Parlamentskorrespondenz Nr. 1051 vom 21.12.2005

Nationalrat fasst Beharrungsbeschluss zur Postgesetznovelle

Misstrauensantrag der Grünen gegen Vizekanzler Gorbach abgelehnt

Wien (PK) - Der Nationalrat fasste nach der Europadebatte einen Beharrungsbeschluss zur Postgesetznovelle 2005, die vom Bundesrat beeinsprucht worden war.

Abgeordneter EDER (S) wies darauf hin, dass der Bundesrat gegen die vorliegende Postgesetznovelle Einspruch erhoben habe, und zwar mit der gleichen Begründung, die die SPÖ veranlasst habe, die Gesetzesänderung abzulehnen. Eder zufolge dient diese lediglich dazu, den Börsegang der Post vorzubereiten. EU-rechtlich bestehe kein Handlungsbedarf. 80 % der Österreicherinnen und Österreicher lehnten aber, so Eder, den Verkauf der Post ab. Die SPÖ sei nicht grundsätzlich gegen eine private Beteiligung an der Post, skizzierte er, für eine Privatisierung sei jetzt aber der falsche Zeitpunkt.

Den von den Grünen gegen Vizekanzler und Verkehrsminister Gorbach angekündigten Misstrauensantrag wird die SPÖ, wie Eder sagte, unterstützen. Er begründete dies u.a. mit dem Vorgehen Gorbachs beim Verkauf der Bodenseeschifffahrt, "der kompromisslosen Zerschlagung der Bahn" und der häufigen Abwesenheit des Ministers im Verkehrsausschuss.

Abgeordneter DI REGLER (V) kündigte einen Beharrungsbeschluss zur Postgesetznovelle an. Die Opposition sei nur deswegen gegen die Gesetzesänderung, weil sie vor dem Erfolg der Post Angst habe, vermutet er. Regler fragt sich, was dagegen spricht, österreichischen Bürgerinnen und Bürgern direktes Eigentum an "der gelben Post" zu geben.

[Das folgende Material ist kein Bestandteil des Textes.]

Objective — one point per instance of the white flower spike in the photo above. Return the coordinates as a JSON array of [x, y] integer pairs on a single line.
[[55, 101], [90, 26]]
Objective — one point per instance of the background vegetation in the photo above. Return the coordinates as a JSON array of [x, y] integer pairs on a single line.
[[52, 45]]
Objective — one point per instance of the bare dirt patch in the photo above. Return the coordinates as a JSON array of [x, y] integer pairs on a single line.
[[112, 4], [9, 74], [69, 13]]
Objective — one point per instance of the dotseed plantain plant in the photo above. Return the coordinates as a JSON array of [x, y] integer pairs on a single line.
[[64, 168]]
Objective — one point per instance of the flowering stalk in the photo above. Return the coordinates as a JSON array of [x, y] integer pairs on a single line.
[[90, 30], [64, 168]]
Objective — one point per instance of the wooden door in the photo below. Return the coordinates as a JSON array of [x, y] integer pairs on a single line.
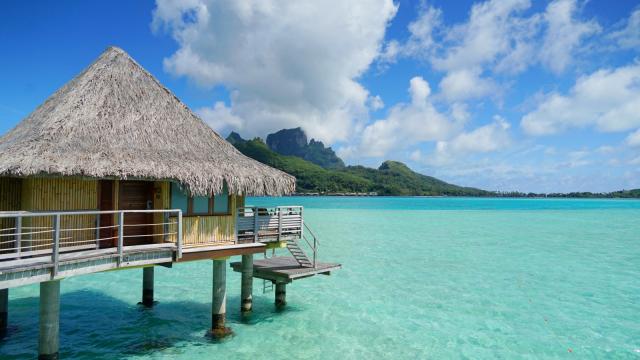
[[105, 203], [137, 195]]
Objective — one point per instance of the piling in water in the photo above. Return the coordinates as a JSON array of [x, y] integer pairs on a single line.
[[48, 342], [246, 291], [147, 286]]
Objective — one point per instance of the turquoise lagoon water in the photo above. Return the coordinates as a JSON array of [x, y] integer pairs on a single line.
[[421, 278]]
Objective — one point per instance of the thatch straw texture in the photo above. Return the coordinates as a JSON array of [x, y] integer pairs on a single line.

Kein Verständnis zeigte der Abgeordnete für den Misstrauensantrag gegen Vizekanzler Hubert Gorbach. Er machte u.a. darauf aufmerksam, dass es in Gorbachs Amtszeit zu einem umfassenden Ausbau des hochrangigen Straßennetzes und zu einer enormen Steigerung der Forschungsquote gekommen sei. Gleichzeitig seien die Ausgaben für die Schieneninfrastruktur verdoppelt, eine Bahnhofsoffensive gestartet und die Verkehrssicherheit gehoben worden. Die Neuordnung der ÖBB habe zu klareren Verantwortlichkeiten und mehr Transparenz geführt. Positiv bewertete Regler auch die neue EU-Wegekosten-Richtlinie, die nunmehr Mautzuschläge am Brenner erlaube.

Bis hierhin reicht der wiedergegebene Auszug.